Re: [tied] -phóros, -phorós, -fer

From: Piotr Gasiorowski
Message: 44170
Date: 2006-04-06

On 2006-04-06 13:02, tgpedersen wrote:

> Gk phóros "a carrying"
> Gk phorós "a carrying (person), a carrier"
>
> Latin -fer "a carrying (person, object)"
>
> The two first are recognised to be related; phorós is an adjective
> derived from the noun phóros.

Not quite. The adjective is more fundamental. <pHóros> is zero-derived
with stress retraction. However, actually, *pHorós did not survive as an
independent word in Greek, and in compounds we have <-pHóros> 'carrier'
with penult accent (but that's a Greek accentual innovation).

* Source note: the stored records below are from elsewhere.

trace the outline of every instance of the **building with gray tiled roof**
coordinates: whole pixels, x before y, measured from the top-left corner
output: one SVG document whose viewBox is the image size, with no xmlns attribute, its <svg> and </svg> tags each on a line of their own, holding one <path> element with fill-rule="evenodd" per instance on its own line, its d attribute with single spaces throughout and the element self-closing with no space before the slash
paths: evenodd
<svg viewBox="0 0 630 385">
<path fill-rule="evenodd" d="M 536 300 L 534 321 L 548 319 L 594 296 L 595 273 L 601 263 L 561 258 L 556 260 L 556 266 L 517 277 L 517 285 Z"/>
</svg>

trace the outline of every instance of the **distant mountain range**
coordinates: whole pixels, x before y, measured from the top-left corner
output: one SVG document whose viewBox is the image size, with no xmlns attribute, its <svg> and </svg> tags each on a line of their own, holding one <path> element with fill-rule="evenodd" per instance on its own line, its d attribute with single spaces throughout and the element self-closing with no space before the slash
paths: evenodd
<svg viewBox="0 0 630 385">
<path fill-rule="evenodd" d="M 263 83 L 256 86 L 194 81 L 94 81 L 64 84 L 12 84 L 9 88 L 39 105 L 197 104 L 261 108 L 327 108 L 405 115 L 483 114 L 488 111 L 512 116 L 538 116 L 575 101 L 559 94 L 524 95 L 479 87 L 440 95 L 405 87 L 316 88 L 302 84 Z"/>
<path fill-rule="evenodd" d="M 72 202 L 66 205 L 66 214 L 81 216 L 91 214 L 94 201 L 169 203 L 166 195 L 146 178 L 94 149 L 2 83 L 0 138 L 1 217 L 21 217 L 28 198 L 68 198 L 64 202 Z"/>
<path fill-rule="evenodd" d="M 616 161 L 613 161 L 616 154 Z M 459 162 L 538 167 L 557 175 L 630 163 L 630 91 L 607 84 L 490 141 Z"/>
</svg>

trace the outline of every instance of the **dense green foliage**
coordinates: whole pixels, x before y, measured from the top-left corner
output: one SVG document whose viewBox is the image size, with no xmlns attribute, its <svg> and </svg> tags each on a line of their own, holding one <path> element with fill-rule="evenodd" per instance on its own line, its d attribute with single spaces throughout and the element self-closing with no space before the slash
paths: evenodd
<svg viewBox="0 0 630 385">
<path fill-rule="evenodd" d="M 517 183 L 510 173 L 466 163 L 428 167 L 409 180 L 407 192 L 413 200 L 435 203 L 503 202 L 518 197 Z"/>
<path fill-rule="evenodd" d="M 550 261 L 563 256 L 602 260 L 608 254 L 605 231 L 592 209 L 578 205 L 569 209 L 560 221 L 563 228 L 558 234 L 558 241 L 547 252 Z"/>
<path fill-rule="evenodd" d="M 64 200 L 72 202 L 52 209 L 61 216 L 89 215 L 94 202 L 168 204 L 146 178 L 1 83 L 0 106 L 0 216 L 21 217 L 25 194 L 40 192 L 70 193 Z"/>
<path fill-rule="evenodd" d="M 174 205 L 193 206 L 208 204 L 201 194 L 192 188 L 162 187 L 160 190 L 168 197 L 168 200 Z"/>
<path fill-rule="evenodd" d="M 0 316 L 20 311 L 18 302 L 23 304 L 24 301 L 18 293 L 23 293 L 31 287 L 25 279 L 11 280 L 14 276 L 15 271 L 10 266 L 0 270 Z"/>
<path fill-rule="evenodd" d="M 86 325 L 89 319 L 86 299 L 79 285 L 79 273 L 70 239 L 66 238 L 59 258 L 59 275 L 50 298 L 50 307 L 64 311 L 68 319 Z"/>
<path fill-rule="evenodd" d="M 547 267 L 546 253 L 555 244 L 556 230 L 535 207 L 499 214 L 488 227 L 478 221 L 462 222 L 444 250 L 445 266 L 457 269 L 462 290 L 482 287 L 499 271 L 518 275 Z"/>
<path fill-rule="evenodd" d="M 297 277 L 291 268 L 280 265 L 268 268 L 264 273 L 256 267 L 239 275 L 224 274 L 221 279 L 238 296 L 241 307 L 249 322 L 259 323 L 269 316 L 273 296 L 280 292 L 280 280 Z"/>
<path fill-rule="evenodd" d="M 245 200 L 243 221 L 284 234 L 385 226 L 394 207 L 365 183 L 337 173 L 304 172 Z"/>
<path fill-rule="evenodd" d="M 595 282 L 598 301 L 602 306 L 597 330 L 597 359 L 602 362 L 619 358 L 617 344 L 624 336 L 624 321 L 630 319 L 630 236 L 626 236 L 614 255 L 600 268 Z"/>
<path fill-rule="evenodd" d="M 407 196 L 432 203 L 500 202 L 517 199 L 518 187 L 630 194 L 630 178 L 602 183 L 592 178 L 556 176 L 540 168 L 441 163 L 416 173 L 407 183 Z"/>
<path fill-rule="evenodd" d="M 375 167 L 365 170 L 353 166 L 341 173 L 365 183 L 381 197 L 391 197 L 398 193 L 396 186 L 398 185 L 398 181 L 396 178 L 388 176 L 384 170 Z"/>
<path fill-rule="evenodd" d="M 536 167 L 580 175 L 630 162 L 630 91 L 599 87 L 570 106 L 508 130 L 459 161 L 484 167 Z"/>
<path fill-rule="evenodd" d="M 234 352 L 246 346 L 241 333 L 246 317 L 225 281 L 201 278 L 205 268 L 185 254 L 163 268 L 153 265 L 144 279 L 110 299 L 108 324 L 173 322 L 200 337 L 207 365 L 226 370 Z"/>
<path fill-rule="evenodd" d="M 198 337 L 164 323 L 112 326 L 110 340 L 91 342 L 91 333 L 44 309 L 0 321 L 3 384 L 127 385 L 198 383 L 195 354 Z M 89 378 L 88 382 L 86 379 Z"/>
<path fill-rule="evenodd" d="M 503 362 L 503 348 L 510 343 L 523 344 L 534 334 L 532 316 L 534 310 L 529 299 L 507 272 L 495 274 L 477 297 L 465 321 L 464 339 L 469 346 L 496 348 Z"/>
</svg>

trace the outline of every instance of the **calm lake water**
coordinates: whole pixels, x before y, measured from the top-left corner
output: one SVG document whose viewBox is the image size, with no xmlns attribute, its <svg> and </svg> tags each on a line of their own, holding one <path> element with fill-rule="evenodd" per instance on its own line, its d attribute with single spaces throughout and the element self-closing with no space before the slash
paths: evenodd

> But phóros is thematic, and adjectives
> in -ós are supposedly derived from athematic nouns.

So it would seem.

> The noun -fer is athematic.

Um... Not _Latin_ -fer. It's as thematic as Gk. -pHóros. Latin has a
rule which deletes the ending -us after -r- (as in <puer>). It's m.
fru:gi-fer (pl. fru:gi-feri:), f. fru:gi-fera, n. fru:gi-ferum
'fruit-bearing'.

> So it was once N *bhér-&s (or
> *´-bh&r-s), G *bh&r-ós.
>
> The noun -fer (etc) does not occur outside of compounds.

So far you haven't shown that a root noun like *bHer- occurs in compounds!

> But since
> it is originally identical to Gk phóros and phorós, those two latter
> have their /o/'s from the fact that they can occur as independent
> words (but often they don't).

So independent words get /o/'s? Why?